Ablations and Analysis
Table 2 & 3 and Figure 3 analyze design choices:
- Gains are relatively insensitive to exact batch sizes but require sufficient evidence.
- Bounded textual learning rates are crucial. The "without lr" ablation performs worse.
- The validation gate, rejected-edit buffer, and epoch-wise slow/meta update are critical stabilizers. Removing slow/meta update dropped SpreadsheetBench performance by -22.5 points.
- Performance evolves stably across epochs, with validation selection aligning with test generalization.
Transfer Experiments
Table 4 demonstrates the portability of optimized skill artifacts:
- Cross-Model Transfer: Skills trained on a source model (e.g., GPT-5.4) provide positive gains when deployed on smaller target models (e.g., GPT-5.4-mini, nano).
- Cross-Harness Transfer: A SpreadsheetBench skill trained in Codex transfers to Claude Code with a +59.7 point gain.
- Cross-Benchmark Transfer: A skill trained on OlympiadBench provides positive gains on the related Omni-MATH benchmark.
Optimizer Strength and Skill Characteristics
Table 5 shows that a stronger frontier optimizer (GPT-5.5) yields larger gains, but a target-matched optimizer still recovers 56–74% of the gain, confirming the loop's intrinsic value.
Table 6 and Figure 4 characterize the learned artifacts:
- Compact: Final skills range from 379 to 1,995 tokens.
- Edit-Economical: Gains come from only 1–4 accepted edits per benchmark.

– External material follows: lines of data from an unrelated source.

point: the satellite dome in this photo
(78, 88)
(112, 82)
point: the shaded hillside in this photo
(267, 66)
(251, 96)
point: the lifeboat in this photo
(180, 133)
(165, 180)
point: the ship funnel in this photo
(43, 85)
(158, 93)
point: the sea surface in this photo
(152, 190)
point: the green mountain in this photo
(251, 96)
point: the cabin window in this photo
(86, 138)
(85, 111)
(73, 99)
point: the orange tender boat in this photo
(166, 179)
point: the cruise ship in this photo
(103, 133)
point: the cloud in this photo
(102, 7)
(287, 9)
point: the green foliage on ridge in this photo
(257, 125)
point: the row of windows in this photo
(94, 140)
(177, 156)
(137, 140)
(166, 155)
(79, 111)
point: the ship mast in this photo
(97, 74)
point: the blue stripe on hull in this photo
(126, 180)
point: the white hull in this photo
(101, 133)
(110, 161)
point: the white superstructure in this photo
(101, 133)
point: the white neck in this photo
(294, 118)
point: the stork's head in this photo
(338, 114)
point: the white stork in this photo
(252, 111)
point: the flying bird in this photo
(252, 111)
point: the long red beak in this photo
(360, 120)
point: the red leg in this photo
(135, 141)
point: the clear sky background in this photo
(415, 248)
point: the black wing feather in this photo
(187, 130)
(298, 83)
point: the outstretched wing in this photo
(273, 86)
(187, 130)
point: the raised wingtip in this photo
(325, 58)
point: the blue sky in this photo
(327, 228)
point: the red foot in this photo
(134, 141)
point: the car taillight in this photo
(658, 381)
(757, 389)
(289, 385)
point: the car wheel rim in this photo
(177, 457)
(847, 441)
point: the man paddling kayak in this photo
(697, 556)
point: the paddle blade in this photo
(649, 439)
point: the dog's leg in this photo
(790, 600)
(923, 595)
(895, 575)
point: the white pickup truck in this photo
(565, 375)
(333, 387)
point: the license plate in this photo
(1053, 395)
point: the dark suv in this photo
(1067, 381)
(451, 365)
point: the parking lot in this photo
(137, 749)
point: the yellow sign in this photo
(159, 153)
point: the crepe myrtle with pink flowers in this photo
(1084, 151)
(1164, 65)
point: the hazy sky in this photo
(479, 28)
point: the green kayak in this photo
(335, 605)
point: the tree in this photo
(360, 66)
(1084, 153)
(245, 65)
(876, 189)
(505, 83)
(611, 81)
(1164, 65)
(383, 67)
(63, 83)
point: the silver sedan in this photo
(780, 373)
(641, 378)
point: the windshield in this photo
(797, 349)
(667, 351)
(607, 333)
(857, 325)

- Procedural & Inspectable: Learned rules encode generalizable procedures (e.g., "Inspect workbook structure and formulas, then write evaluated static values...").

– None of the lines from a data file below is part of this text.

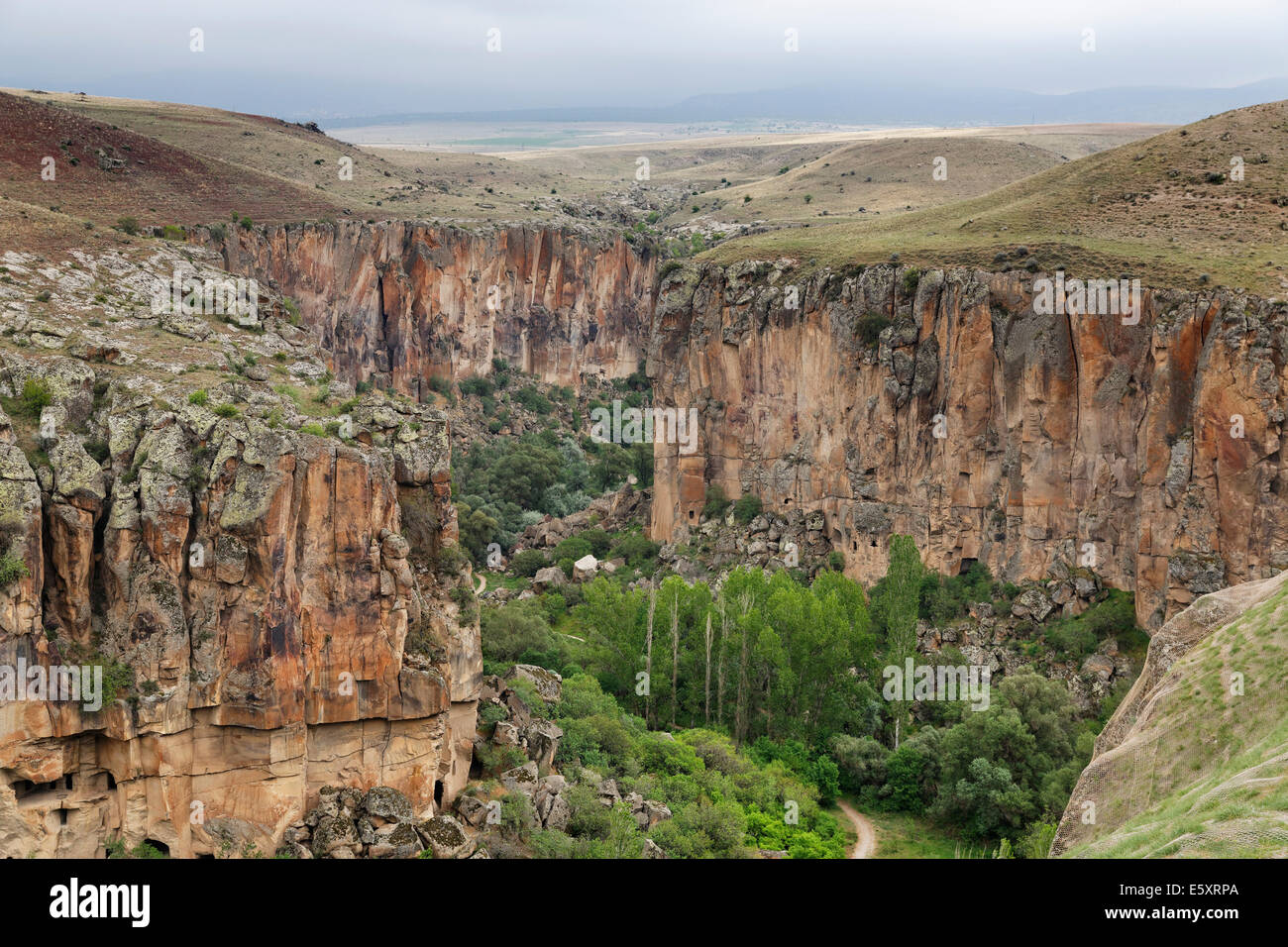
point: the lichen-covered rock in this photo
(387, 802)
(231, 573)
(548, 684)
(445, 836)
(335, 832)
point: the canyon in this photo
(936, 403)
(318, 643)
(270, 604)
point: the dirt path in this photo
(866, 844)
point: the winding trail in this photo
(866, 844)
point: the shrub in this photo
(716, 502)
(911, 278)
(747, 508)
(12, 569)
(870, 328)
(527, 562)
(35, 397)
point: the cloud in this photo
(331, 56)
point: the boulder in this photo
(335, 834)
(387, 802)
(549, 578)
(520, 779)
(585, 567)
(395, 840)
(542, 740)
(652, 849)
(548, 684)
(472, 809)
(445, 836)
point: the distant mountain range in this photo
(872, 105)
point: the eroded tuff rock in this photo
(399, 303)
(252, 592)
(1059, 431)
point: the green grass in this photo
(1145, 209)
(1207, 784)
(901, 835)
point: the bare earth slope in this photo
(1167, 209)
(1194, 763)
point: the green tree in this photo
(902, 603)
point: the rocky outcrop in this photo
(398, 303)
(1194, 759)
(262, 622)
(885, 399)
(941, 406)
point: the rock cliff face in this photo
(1193, 762)
(984, 431)
(399, 303)
(940, 406)
(271, 609)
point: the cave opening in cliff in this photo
(26, 788)
(159, 845)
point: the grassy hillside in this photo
(870, 178)
(1199, 771)
(103, 171)
(189, 163)
(1164, 209)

Theoretical and Practical Implications
- Skill as a Trainable State: The paper establishes a new paradigm where the skill document itself is the primary object of optimization, enabling controlled, reproducible adaptation for frozen agents.
- Harness-Agnostic Optimization: By separating the optimizer from the execution harness, SkillOpt provides a general-purpose adaptation layer applicable across diverse agent environments.
- Cost-Effective Deployment: The one-time training cost produces a compact, static artifact (
best_skill.md) that adds zero overhead at deployment and can be audited, edited, and reused. - Empirical Superiority: The comprehensive results demonstrate that systematic, validation-gated text-space optimization outperforms existing methods for skill/prompt improvement, especially on procedural tasks.
Conclusion
SkillOpt introduces a controlled text-space optimization loop for agent skills, applying deep-learning-style discipline (batches, learning rates, validation) to a natural-language artifact. It delivers state-of-the-art performance across a broad range of models, benchmarks, and execution environments. The resulting skills are compact, interpretable, and transferable, positioning them as a practical, weight-free domain adaptation layer for frontier agents.
Future directions include extending to skill libraries, preference-driven gates for open-ended tasks, and self-distillation of skills back into model weights.